La indiferencia, es postura política, y son muchos los ciudadanos que la adoptan, pero no es responsable. La indiferencia política no debe ser una característica de los cristianos.

Nuestra postura política responsable reconoce que, en conformidad con lo que Jesucristo dijo en Juan 19:10-11, quienes gobiernan tienen autoridad para cumplir esa su función.

Esa autoridad les dada “de arriba”, del cielo. Es Dios mismo quien da autoridad a los gobernantes. Romanos 13 reafirma que es Dios mismo quien instituye las autoridades que gobiernan las naciones y este mundo.

Como cristianos, y reconociendo que es Dios quien da autoridad a los gobernantes, y obedeciendo lo que Dios nos ha ordenado en su palabra, oramos por quienes nos gobiernan, les predicamos, y anhelamos la salvación de todos los hombres, entre los cuales también están incluidos los políticos.

Ya que es así y que de todas maneras somos responsables por el destino político del mundo y del país en el que vivimos, y que se nos da la oportunidad de participar en la elección de quienes son los que nos gobiernan, es nuestro deber asumir nuestro rol político con mucha responsabilidad.

En este escrito alistaré algunos valores que deben tener y propugnar aquellos políticos y partidos políticos a quienes los cristianos y toda la gente de bien del Perú debe darle su apoyo responsable.

Vida humana. El partido político y los políticos que apoyamos tienen que respetar y proteger a todos seres humanos sin excepción desde su concepción hasta su sepultura.

Libertad humana. El partido político y los políticos que apoyamos tienen que enfatizar y privilegiar la libertad y la responsabilidad de los seres humanos para decidir y actuar en conformidad con su conciencia y sus valores.

Matrimonio y familia. El partido político y los políticos que apoyamos tienen estimular, proteger y crear las condiciones mínimas para que el matrimonio, entre un hombre y una mujer adultos, y la familia, que son las células básicas y fundamentales de la sociedad, se desarrollen, se afirmen y se fortalezcan.

Emprendimiento, trabajo y disfrute. El partido político y los políticos que apoyamos tienen que estimular y proteger el emprendimiento individual, familiar y asociado para producir, inventar, vender, comprar y disfrutar libremente dentro del Perú y el mundo de todo aquello que los ciudadanos peruanos logren lícitamente.

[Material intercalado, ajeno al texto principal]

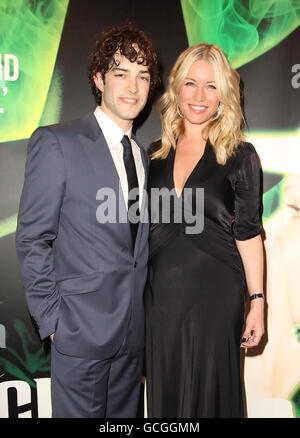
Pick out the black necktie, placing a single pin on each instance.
(132, 182)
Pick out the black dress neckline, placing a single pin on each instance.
(172, 155)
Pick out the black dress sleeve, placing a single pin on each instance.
(248, 194)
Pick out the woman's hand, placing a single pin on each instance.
(254, 328)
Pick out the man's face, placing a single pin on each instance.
(124, 90)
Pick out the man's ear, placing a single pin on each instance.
(99, 81)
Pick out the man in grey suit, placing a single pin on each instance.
(83, 275)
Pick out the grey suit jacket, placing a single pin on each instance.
(83, 280)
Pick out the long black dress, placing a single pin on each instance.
(195, 297)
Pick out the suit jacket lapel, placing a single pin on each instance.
(144, 206)
(99, 155)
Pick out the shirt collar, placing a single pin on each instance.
(110, 129)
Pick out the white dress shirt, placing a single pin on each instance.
(113, 135)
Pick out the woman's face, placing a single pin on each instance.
(198, 98)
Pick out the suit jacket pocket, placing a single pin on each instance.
(81, 284)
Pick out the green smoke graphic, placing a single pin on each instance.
(32, 361)
(243, 29)
(31, 32)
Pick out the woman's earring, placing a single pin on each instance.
(179, 112)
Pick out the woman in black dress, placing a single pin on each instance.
(200, 277)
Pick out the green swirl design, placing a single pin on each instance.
(30, 30)
(243, 29)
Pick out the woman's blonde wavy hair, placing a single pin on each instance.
(224, 130)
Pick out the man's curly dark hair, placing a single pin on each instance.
(128, 41)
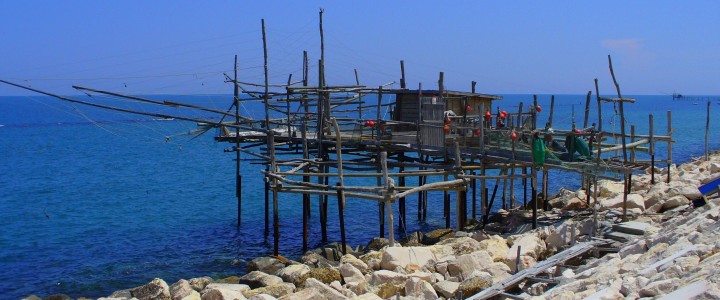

Igualdad ante la ley. El partido político y los políticos que apoyamos tienen que fomentar la justicia “justa” y predecible. Por tanto, tienen que fomentar y establecer que todo ser humano es igual ante la ley. Nadie tiene que ser favorecido o perjudicado por ley en función de color, tamaño, pobreza, riqueza, religión, ideología política, etc.

Seguridad y justicia. El partido político y los políticos que apoyamos tienen que tener la convicción de que el rol de los gobernantes y de las autoridades del país es dar seguridad y justicia a los ciudadanos. Por lo cual, ellos deben cuidar el cumplimiento de la ley, recompensando a los que hacen lo bueno y que contribuyen al bienestar y la prosperidad del país, y castigando a los que hacen el mal y empobrecen a otros. El monopolio de fuerza, que es de quienes gobiernan, tiene que ser usado para castigar a los que hacen mal (Romanos 13:4).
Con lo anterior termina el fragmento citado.